Requisition, une mesure inattendue
Ces mesures de contournement prises par les tenants du pouvoir légal en Côte d’Ivoire sont si déroutantes que les ministres des finances de l’Uemoa qui en sont conscients avaient décidé à leur dernier conseil extraordinaire tenu le 1er février à Dakar, de mise en œuvre d’un certain nombre d’actions visant à faire…plier le Président Laurent Gbagbo. Prendre des mesures à l’égard du système bancaire et des opérateurs économiques ivoiriens pour les amener à coopérer avec le «gouvernement légitime», et le cas échéant envisager des sanctions ciblées ; mettre en place un dispositif de communication pour toucher à la fois les populations locales ainsi que les acteurs sous-régionaux et les différents partenaires extérieurs de l’Union ; mettre en place une cellule de réflexion prospective pour analyser et prévoir les comportements du «Président sortant», élaborer des contredits ainsi que des messages pour soutenir les actions de la communauté, notamment l’Umoa, créer des conditions pour la non collecte des recettes fiscales et douanières au profit du «Président sortant», sont autant d’actions que le conseil des ministres de l’Uemoa a décidées le 1er février dernier contre la Côte d’Ivoire mais qu’il n’a pas eu le courage de rendre publiques. Ces mêmes ministres s’étaient engagées, en ce qui concerne la Bceao, d’être comme des oreilles et des yeux pour le «gouvernement de l’hôtel du Golf» concernant tous les actes qui seront posés dans les agences Bceao de Côte d’Ivoire, d’organiser une rencontre avec les premiers responsables des établissements bancaires et financiers de Côte d’Ivoire et leurs maisons mères, d’envisager, le cas échéant, la titrisation des titres publics de la République de Côte d’Ivoire, etc.
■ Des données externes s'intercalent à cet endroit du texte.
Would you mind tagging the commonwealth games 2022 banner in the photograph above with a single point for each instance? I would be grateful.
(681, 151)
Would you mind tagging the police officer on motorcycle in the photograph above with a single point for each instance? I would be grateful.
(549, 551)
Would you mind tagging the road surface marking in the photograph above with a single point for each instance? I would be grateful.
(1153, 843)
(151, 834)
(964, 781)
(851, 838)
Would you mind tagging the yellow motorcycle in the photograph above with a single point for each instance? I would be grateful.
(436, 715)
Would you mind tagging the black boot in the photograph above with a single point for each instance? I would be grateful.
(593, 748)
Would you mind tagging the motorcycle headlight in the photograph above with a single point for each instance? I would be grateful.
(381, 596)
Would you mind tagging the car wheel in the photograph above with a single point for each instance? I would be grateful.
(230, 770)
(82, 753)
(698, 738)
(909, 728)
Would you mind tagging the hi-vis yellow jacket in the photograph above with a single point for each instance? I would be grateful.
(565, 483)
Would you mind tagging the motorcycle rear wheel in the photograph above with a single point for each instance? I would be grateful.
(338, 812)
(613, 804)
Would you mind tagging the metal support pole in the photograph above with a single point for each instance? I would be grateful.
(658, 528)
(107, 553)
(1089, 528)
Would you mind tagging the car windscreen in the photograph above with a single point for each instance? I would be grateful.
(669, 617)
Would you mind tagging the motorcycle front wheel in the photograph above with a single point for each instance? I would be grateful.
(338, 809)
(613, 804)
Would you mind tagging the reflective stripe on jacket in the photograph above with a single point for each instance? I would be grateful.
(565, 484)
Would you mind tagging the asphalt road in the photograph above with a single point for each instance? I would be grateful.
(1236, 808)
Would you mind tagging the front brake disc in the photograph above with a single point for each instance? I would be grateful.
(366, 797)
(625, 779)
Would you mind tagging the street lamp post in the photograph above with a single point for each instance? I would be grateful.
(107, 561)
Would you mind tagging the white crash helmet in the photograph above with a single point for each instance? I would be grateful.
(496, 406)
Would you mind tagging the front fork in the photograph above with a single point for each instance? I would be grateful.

Par ailleurs, il est envisagé de délocaliser temporairement le Conseil régional de l’épargne publique et des marchés financiers (Crepmf). Lequel vient d’ailleurs, avec la Bourse régionale des valeurs mobilières (Brvm), d’être réquisitionnés par décret à l’instar des agences Bceao de Côte d’Ivoire.
à vouloir trop pousser le bouchon...
Tout porte donc à croire qu’en fait, la Côte d’Ivoire est poussée hors de l’Uemoa et de son institut d’émission qu’est la Bceao. Certes, les autorités ivoiriennes sous la conduite du Président Laurent Gbagbo affirment que sortir de la Bceao n’est pas idéale, mais si le pays y est contraint, la Bceao pourrait poursuivre sa marche uniquement avec les sept autres Etats membres. En d’autres termes, la Côte d’Ivoire serait dans l’obligation d’envisager d’autres voies solitaires. «Si vous êtes privé de votre mère, vous pouvez téter votre grand-mère» dit l’adage africain. «Le fait de pousser la Côte d’Ivoire hors de l’Union va casser cette union bâtie par nos pères fondateurs» regrette un averti de la vie économique et monétaire ouest-africaine. Car, explique-t-il, toute perturbation de l’économie ivoirienne rejaillira automatiquement et dramatiquement sur l’économie de toute la sous-région. D’abord parce que les réserves de changes centralisées au compte d’opération au trésor français et constituées de devises issues des exportations des pays de l’Uemoa (zone franc) sont constituées au tiers (1/3) par la seule Côte d’Ivoire, de même qu’il participe pour le tiers (23 milliards de Fcfa) aux prélèvements communautaires de solidarité (Pcs). Ensuite parce que les fondamentaux de l’économie ivoirienne sont solides et peuvent résister à tous chocs extérieurs. En plus, le marché ivoirien étant dans la sous-région rentable aucun homme d’affaire sérieux ne voudrait le rater sous quelque prétexte que ce soit.